Swertz verlor das Ausstoßen und begann mit einer Serie von 116 Points. Dabei ähnelt er in seiner Spielweise immer mehr dem Belgier Niessen, den es auch wie magisch an die Linien zieht. Tilleman verlor nach 60 Points sowohl die Kontrolle über die Bälle als auch das Recht auf Fortsetzung und musste den Tisch wieder an Swertz übergeben. Dieser kam wieder unwiderstehlich an den Strich und spielte sein sehenswertes Serienspiel, das bei 58 Points abrupt wegen einer Butage stoppte.
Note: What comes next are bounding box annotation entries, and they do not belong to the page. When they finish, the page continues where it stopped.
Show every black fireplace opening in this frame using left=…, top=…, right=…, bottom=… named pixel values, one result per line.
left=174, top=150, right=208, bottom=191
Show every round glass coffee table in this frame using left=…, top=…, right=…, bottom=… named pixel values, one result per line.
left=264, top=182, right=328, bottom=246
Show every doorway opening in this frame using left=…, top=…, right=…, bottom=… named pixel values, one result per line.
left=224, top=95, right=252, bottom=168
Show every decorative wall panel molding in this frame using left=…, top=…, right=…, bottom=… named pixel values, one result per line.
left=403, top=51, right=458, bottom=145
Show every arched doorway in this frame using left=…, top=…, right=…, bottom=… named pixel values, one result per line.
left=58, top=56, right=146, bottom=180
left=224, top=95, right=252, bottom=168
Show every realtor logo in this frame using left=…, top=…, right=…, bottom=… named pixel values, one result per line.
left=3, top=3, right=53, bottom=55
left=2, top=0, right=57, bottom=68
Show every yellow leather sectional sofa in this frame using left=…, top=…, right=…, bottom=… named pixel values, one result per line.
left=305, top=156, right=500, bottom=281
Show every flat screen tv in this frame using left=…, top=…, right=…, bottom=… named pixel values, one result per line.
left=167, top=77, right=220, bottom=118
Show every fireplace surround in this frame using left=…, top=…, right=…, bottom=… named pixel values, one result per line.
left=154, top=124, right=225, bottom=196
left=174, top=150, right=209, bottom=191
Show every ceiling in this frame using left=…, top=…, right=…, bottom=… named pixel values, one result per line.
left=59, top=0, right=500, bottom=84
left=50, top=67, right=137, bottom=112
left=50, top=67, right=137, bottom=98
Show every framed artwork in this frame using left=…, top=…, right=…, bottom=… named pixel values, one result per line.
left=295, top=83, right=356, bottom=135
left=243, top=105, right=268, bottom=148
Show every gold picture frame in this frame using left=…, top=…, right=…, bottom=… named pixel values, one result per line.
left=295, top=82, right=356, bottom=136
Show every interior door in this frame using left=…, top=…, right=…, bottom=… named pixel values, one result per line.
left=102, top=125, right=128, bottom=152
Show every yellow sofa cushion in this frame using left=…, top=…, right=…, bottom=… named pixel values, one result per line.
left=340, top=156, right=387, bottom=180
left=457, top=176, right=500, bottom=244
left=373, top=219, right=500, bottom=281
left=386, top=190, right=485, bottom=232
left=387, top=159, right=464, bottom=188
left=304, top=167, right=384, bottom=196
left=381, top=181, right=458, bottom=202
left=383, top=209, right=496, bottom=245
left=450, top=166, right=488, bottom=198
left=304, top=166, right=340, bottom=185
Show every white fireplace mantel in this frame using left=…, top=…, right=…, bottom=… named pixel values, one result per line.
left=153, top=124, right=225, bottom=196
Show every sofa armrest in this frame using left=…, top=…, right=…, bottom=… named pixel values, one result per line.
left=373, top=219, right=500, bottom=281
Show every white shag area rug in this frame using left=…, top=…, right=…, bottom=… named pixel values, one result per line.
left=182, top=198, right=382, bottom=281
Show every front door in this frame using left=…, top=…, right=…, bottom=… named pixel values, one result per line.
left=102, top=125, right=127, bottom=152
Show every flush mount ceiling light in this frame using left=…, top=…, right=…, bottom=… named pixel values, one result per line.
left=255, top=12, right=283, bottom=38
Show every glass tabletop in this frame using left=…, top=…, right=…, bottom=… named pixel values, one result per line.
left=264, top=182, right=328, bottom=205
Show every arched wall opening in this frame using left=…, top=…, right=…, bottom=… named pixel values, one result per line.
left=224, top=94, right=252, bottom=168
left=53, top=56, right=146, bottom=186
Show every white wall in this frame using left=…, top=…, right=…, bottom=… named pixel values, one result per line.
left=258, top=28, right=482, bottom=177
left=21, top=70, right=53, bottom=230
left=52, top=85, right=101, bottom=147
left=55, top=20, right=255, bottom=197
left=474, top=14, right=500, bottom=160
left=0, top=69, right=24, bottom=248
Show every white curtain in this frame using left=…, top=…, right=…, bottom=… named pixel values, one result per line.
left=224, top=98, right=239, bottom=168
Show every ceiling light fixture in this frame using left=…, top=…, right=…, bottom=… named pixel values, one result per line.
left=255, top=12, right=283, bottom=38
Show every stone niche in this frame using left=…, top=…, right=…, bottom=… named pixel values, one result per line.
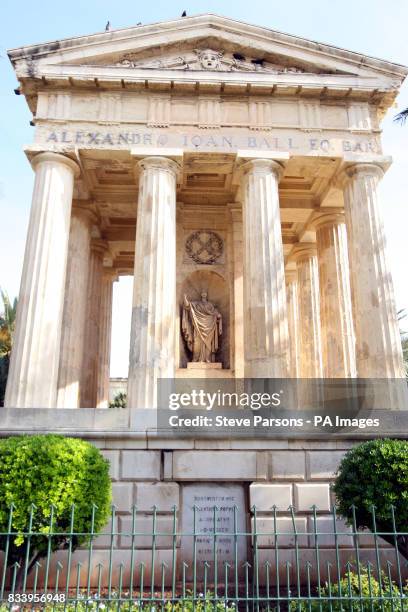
left=178, top=269, right=230, bottom=369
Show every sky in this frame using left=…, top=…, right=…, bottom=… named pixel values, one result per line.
left=0, top=0, right=408, bottom=377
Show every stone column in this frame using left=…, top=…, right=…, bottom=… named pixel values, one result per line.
left=285, top=270, right=300, bottom=378
left=96, top=268, right=118, bottom=408
left=57, top=206, right=95, bottom=408
left=81, top=239, right=107, bottom=408
left=313, top=212, right=356, bottom=378
left=241, top=159, right=289, bottom=378
left=229, top=203, right=245, bottom=379
left=344, top=163, right=404, bottom=378
left=5, top=153, right=79, bottom=408
left=291, top=242, right=323, bottom=378
left=128, top=157, right=179, bottom=409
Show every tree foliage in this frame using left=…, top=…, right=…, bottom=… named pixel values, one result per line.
left=0, top=434, right=111, bottom=571
left=333, top=439, right=408, bottom=559
left=0, top=289, right=17, bottom=406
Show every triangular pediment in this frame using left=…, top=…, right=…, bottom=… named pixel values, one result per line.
left=9, top=15, right=407, bottom=87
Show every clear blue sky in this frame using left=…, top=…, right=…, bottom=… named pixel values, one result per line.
left=0, top=0, right=408, bottom=376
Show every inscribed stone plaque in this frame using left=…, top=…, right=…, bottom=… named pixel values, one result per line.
left=180, top=483, right=247, bottom=584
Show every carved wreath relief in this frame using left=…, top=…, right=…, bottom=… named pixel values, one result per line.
left=186, top=230, right=224, bottom=264
left=116, top=49, right=304, bottom=74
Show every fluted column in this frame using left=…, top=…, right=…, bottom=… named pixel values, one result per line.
left=241, top=159, right=289, bottom=378
left=57, top=206, right=94, bottom=408
left=313, top=212, right=356, bottom=378
left=229, top=203, right=245, bottom=379
left=128, top=157, right=179, bottom=409
left=96, top=268, right=118, bottom=408
left=344, top=163, right=404, bottom=378
left=81, top=239, right=107, bottom=408
left=285, top=270, right=300, bottom=378
left=291, top=242, right=323, bottom=378
left=5, top=153, right=79, bottom=408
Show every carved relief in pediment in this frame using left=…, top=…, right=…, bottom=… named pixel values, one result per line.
left=116, top=49, right=304, bottom=74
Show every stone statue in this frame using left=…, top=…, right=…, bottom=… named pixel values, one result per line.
left=194, top=49, right=224, bottom=70
left=181, top=291, right=222, bottom=363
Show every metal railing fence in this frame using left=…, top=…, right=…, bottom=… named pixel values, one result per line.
left=0, top=506, right=408, bottom=612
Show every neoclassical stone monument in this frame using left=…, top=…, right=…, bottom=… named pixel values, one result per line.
left=3, top=15, right=408, bottom=584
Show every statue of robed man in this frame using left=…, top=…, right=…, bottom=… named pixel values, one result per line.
left=181, top=291, right=222, bottom=363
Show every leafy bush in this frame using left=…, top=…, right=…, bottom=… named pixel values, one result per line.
left=289, top=568, right=408, bottom=612
left=109, top=392, right=127, bottom=408
left=333, top=440, right=408, bottom=559
left=0, top=434, right=111, bottom=580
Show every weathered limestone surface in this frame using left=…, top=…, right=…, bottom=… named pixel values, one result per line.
left=285, top=270, right=300, bottom=378
left=57, top=206, right=95, bottom=408
left=344, top=163, right=404, bottom=378
left=229, top=204, right=245, bottom=378
left=81, top=239, right=107, bottom=408
left=291, top=243, right=323, bottom=378
left=96, top=268, right=118, bottom=408
left=314, top=213, right=356, bottom=378
left=128, top=157, right=178, bottom=408
left=241, top=159, right=289, bottom=378
left=5, top=153, right=79, bottom=408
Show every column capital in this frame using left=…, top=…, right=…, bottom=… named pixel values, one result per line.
left=137, top=155, right=181, bottom=177
left=238, top=157, right=284, bottom=181
left=310, top=210, right=346, bottom=230
left=289, top=242, right=317, bottom=262
left=340, top=161, right=386, bottom=181
left=102, top=266, right=119, bottom=283
left=31, top=151, right=81, bottom=178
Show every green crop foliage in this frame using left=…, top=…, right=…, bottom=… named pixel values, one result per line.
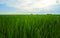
left=0, top=15, right=60, bottom=38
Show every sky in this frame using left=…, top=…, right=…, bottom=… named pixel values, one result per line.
left=0, top=0, right=60, bottom=14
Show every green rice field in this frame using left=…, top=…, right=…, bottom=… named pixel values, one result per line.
left=0, top=15, right=60, bottom=38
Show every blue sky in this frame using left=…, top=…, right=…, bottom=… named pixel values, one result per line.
left=0, top=0, right=60, bottom=14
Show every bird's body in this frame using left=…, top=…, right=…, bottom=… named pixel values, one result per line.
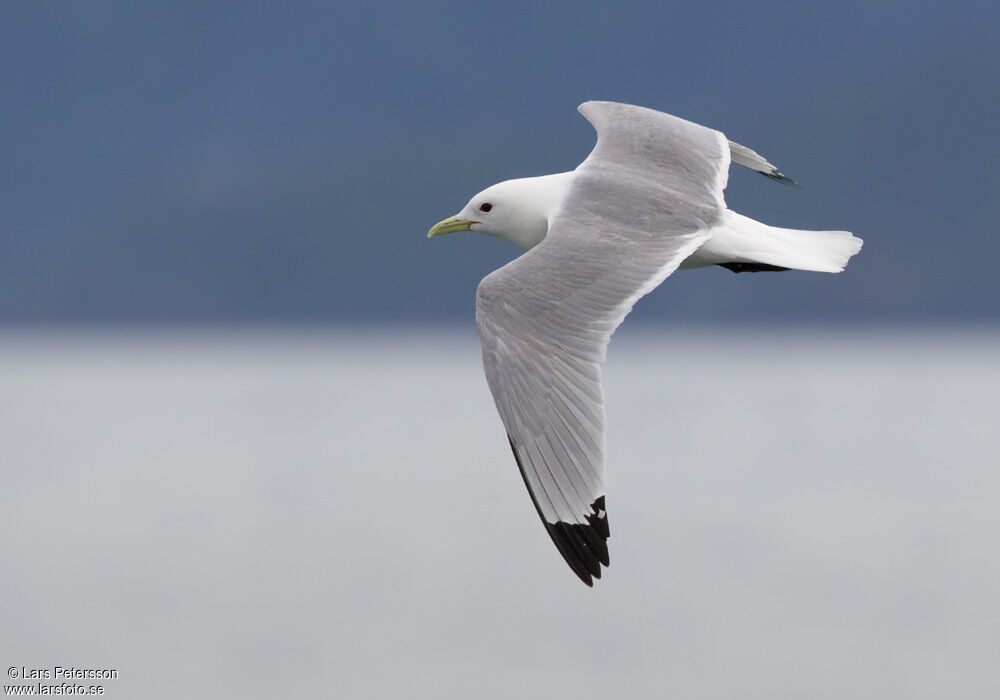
left=428, top=102, right=861, bottom=585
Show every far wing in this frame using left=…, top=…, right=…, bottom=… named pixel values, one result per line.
left=476, top=102, right=729, bottom=585
left=729, top=141, right=795, bottom=185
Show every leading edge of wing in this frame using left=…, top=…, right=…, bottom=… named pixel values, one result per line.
left=507, top=433, right=611, bottom=587
left=577, top=100, right=732, bottom=209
Tilleman war nicht faul und kämpfte sich ins Spiel, das er mit einer Serie von 140 Points siegreich beendete.

Einband

Jean – Paul de Bruijn (NL) – Dick Jaspers (NL)= 94:100/5

Wie der Teaser bereits ausdrückt, war dies erneut ein Spiel der beiden Billardasse, das allein die weiteste Anreise wert war. Während de Bruijn zunächst auf der Suche nach einem Erfolg versprechenden Konzept war, setzte Jaspers seines bereits um. 28:5 zugunsten von Jaspers stand es nach 2 Aufnahmen. Dann gab de Bruijn den ersten Warnschuss ab: 46 Karambolagen standen anschließend auf seinem Punktezettel. Jaspers nahm die Herausforderung an und servierte umgehend 52 Points zum Stand von 46:80 zu seinen Gunsten. Beide Kontrahenten kamen in der folgenden Aufnahme auf lediglich 3 Points. De Bruijn sammelte noch einmal alle Kräfte, musste aber nach 45 Karambolagen die Segel streichen. Jaspers hatte einen leichten Einsteiger und hatte keine Mühe, die Partie mit 17 Karambolagen auszustoßen.